Alors parfois cela change : on se fait arroser, tirs isolés, mortier parfois. On ramasse les blessés et les morts, on les aligne sur le sable fraîchement battu par nos rangers et l’on tente de les identifier. Certains sont tellement défigurés que, sans leur collier ce serait impossible. Un collier... comme les chiens qui sont tatoués pour qu’on les retrouve plus facilement. D’ici à ce qu’ils nous collent une puce dans les fesses il n’y a plus qu’un pas. De toute façon ceux là repartent soit dans un sac noir pour que le corps ne pourrisse pas trop vite, soit on les rafistole temporairement avant le rapatriement sanitaire. La gloire ! Pas du tout, on appréhende le retour au pays tant nous avons mauvaise presse. Nous n’avons pas choisi l’objectif, nous croyons dans notre mission de défendre les intérêts des USA, mais est-ce vraiment l’intérêt de notre nation d’être ici ? Je ne suis pas un politicien mais je n’y crois pas trop. De toute façon tout le monde s’en fout, ce n’est pas nous qui inquiétons l’opinion publique, ce sont les dépenses dans l’armement et nos rations. Si nous pouvions nous battre gratuitement je suis certain que cela ferait moins de vagues !

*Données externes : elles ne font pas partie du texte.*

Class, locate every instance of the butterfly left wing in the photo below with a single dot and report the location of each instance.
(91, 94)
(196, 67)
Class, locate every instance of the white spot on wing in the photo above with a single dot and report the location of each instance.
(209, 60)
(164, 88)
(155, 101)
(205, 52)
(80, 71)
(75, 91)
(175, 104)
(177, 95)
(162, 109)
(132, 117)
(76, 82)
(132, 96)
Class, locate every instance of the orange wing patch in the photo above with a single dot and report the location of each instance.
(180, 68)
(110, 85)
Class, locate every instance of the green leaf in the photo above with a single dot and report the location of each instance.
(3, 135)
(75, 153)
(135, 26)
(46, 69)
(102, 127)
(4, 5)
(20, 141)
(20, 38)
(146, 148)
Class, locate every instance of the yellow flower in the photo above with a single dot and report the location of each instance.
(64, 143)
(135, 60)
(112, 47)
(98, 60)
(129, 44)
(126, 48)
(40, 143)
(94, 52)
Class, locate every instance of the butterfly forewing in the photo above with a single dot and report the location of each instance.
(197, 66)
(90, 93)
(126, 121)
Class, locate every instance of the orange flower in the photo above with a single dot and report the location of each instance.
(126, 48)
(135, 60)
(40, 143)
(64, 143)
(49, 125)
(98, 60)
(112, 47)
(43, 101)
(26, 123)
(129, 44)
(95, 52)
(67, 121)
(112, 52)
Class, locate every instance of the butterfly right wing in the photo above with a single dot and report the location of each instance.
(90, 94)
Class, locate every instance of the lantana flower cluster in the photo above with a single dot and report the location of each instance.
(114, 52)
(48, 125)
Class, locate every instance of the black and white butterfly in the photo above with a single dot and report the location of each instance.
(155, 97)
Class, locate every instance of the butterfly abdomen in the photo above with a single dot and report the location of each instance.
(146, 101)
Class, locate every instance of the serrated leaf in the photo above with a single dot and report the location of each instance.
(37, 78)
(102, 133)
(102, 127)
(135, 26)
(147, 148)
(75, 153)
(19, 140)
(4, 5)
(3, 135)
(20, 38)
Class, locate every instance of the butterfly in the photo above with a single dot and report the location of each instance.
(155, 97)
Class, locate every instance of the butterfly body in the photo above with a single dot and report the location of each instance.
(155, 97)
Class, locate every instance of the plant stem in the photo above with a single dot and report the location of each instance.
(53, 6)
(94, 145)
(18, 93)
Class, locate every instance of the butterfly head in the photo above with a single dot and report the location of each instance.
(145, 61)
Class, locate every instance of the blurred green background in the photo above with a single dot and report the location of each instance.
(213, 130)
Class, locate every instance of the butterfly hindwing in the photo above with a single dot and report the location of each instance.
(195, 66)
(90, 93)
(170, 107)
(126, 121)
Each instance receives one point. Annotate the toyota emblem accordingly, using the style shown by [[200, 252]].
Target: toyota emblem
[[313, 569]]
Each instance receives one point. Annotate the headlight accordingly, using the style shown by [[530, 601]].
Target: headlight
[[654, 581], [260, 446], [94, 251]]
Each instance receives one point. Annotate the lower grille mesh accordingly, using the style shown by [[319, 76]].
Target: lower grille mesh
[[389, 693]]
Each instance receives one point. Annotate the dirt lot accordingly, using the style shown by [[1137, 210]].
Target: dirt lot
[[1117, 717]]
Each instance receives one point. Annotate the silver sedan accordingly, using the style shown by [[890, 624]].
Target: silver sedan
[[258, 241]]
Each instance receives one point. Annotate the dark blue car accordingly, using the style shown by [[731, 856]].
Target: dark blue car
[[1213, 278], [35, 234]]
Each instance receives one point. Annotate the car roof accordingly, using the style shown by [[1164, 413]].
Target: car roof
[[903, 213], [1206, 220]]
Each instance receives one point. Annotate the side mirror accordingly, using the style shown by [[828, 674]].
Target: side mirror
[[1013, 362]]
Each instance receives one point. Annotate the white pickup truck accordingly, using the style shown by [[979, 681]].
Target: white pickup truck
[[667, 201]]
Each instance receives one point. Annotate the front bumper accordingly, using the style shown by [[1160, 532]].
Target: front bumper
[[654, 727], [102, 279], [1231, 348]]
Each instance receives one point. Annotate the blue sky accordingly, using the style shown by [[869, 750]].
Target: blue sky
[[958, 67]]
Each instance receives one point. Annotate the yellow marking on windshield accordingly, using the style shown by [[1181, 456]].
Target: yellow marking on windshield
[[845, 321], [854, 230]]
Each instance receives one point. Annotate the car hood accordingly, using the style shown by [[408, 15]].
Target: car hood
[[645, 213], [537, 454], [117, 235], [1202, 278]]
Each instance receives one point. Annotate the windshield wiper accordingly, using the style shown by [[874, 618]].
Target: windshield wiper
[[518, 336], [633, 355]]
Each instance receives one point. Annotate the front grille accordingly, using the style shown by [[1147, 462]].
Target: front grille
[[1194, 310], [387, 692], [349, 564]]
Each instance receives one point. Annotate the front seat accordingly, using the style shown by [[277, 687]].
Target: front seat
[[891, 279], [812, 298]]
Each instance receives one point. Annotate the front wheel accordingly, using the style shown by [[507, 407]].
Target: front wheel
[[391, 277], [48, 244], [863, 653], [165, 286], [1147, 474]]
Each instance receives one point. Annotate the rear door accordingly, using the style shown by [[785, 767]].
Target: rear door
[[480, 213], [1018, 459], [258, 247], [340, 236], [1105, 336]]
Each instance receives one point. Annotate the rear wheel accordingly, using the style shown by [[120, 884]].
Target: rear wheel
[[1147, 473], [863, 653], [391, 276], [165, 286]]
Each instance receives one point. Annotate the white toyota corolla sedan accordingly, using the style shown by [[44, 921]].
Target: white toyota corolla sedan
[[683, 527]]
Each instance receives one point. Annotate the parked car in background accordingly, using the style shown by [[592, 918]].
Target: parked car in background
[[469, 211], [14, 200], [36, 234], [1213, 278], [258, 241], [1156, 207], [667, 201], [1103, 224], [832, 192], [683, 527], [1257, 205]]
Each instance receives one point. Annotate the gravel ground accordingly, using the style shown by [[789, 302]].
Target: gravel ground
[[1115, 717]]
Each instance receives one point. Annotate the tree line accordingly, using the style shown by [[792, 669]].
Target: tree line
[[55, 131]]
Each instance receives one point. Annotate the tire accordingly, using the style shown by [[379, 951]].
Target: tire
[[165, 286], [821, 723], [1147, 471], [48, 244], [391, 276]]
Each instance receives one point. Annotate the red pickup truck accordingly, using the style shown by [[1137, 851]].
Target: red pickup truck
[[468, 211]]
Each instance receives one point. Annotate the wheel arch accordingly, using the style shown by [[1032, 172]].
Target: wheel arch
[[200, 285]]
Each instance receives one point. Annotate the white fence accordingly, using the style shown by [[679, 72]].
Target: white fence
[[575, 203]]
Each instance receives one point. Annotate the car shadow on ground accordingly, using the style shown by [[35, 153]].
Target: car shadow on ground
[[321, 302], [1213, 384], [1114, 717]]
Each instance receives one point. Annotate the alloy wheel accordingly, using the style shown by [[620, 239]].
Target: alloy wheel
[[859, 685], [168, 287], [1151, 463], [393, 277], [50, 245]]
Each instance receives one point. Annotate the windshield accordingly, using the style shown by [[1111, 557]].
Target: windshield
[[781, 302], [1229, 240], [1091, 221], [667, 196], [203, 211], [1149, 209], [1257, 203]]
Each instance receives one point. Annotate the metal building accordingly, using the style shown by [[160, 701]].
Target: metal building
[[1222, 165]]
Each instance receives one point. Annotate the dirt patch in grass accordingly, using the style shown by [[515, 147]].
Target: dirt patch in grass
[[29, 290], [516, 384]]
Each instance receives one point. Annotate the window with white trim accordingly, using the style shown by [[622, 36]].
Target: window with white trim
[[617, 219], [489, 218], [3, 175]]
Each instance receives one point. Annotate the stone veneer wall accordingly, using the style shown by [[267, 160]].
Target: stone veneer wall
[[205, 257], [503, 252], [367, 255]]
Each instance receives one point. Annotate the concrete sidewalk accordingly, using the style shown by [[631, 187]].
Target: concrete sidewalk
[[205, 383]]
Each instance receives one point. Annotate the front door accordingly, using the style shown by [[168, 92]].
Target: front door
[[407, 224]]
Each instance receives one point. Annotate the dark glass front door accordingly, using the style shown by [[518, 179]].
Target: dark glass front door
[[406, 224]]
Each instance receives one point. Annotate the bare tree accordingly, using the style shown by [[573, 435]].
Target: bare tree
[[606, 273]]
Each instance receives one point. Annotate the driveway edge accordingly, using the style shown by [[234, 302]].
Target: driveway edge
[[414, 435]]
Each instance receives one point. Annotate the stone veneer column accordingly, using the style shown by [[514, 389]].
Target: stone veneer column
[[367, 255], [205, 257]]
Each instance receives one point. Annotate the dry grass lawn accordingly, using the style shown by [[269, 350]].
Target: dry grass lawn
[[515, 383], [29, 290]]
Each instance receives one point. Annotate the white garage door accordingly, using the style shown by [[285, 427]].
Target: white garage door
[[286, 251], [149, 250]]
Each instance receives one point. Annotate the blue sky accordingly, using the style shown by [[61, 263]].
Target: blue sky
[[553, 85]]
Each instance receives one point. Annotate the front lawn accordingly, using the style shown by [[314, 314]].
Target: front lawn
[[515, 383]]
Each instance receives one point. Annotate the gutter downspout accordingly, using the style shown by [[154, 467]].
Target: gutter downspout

On ne peut pas s’imaginer la sensation de traverser une ville fantôme où les gens se terrent tant à notre passage qu’à celui des rebelles. On roule à tombeaux ouverts par peur des embuscades. La consigne est simple : on ne s’arrête pas, coûte que coûte. De temps en temps on perçoit un visage qui sort de derrière un rideau, il nous guette... Est-ce encore un lanceur de grenades ou est-ce un gosse trop curieux ? Quelle différence, il arrive même que ce soit les gosses qui nous jettent des explosifs. Qu’il est frustrant de ne pas savoir sur qui tirer ! Ce serait tellement plus facile s’ils avaient un uniforme, un signe de reconnaissance. Là, c’est tout le monde et personne, c’est à la fois des femmes, des enfants et des hommes. Peut-on croire sur parole cette mère qui affirme qu’il n’y a pas de résistant dans son village ? A-t-on le droit de lui faire comprendre qu’on sait qu’elle nous ment effrontément ? Rien n’est simple, rien n’est caricatural, tout est juste humain et brutal. Humain parce qu’ils sont convaincus que nous sommes des occupants, des envahisseurs, brutal parce que c’est pour eux la seule solution pour nous expulser de leur terre. Malheur au soldat isolé !

Comment cela va être quand je reviendrai à la maison ? Ma sœur refuse de me parler car elle dit que je suis un assassin, mon frère lui ne sait plus comment m’adresser la parole. Pas facile de discuter avec un vétéran qui voit en direct les morts et les assassinats, pas facile de dire ouvertement ce que l’on ressent quand on a du sang sur les mains. Pour qui je me bats ? Je m’en fous à présent, j’étais un volontaire dans l’armée par conviction, aujourd’hui je suis devenu un professionnel qui espère pouvoir changer les choses... enfin les changer, en tout cas faire en sorte que ceux déjà tombés ne le soient pas en vain. Je hais la chaleur, je déteste la soif, je maudis le désert et pourtant, oui pourtant... je dois être cinglé : j’ai rempilé.

Si je me fais descendre, faites une jolie boîte pour mes décorations et donnez la à ma mère. Mon père lui a vu le Vietnam... pas la peine qu’il soit à nouveau torturé à la vue de ces breloques. Par avance merci.